Message boards : Number crunching : Server Status
Message board moderation

To post messages, you must log in.

1 · 2 · Next

AuthorMessage
ebahapo
Avatar

Send message
Joined: 18 Sep 04
Posts: 30
Credit: 104,162
RAC: 0
Message 14694 - Posted: 20 Sep 2006, 15:42:41 UTC
Last modified: 20 Sep 2006, 15:48:18 UTC

How about adding a link to the server status page, http://lhcathome.cern.ch/server_status.php in the main page?

ID: 14694 · Report as offensive     Reply Quote
Profile littleBouncer
Avatar

Send message
Joined: 23 Oct 04
Posts: 358
Credit: 1,439,205
RAC: 0
Message 14771 - Posted: 21 Sep 2006, 10:21:49 UTC

Many Thanks augustine for the link.....:-)

greetz littleBouncer
ID: 14771 · Report as offensive     Reply Quote
[B^S] sTrey

Send message
Joined: 4 Aug 05
Posts: 11
Credit: 14,485
RAC: 0
Message 14805 - Posted: 21 Sep 2006, 17:39:22 UTC

Cool, thanks Scarecrow!
ID: 14805 · Report as offensive     Reply Quote
Profile Seventh Serenity
Avatar

Send message
Joined: 27 Sep 04
Posts: 51
Credit: 72,804
RAC: 0
Message 14806 - Posted: 21 Sep 2006, 17:41:39 UTC - in response to Message 14803.  

Just for fun, I've tossed together a page displaying graphs and stats for the LHC/Boinc servers and daemons.

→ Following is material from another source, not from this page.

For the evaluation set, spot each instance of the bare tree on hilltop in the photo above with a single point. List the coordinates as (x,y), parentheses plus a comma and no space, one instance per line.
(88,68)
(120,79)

About the same as my Seti page, just re-tooled for LHC.
As is the case with most all graph watching, it's about as excitng as watching paint dry, so I recommend having pizza and your favorite beverage on hand if you visit the page to avoid slipping into a coma. Also, since I just started collecting the LHC data about 24 hours ago, the graphs for longer time periods (48 hours, 96 hours, 7 day, etc) won't change until enough time has passed to propagate those charts with data.... whoa... talk about something to look forward to!

LHC@Home Server Stats & Graphs

Nicely done!

ID: 14806 · Report as offensive     Reply Quote
Henry Nebrensky

Send message
Joined: 13 Jul 05
Posts: 165
Credit: 14,925,288
RAC: 34
Message 14837 - Posted: 22 Sep 2006, 21:12:20 UTC
Last modified: 22 Sep 2006, 21:12:51 UTC

How about adding a link to the server status page, http://lhcathome.cern.ch/server_status.php in the main page?


Given how much confusion we've already had caused by the bursty nature of the work here,
I think bringing back the old summary of how many WUs are available straight to the main page
would be even more useful!
ID: 14837 · Report as offensive     Reply Quote
River~~

Send message
Joined: 13 Jul 05
Posts: 456
Credit: 75,142
RAC: 0
Message 14862 - Posted: 24 Sep 2006, 19:30:00 UTC - in response to Message 14803.  

Just for fun, I've tossed together a page displaying graphs and stats for the LHC/Boinc servers and daemons. ...
LHC@Home Server Stats & Graphs


hey, thanks scarecrow this could be really interesting once a decent backlog of samples is in your database.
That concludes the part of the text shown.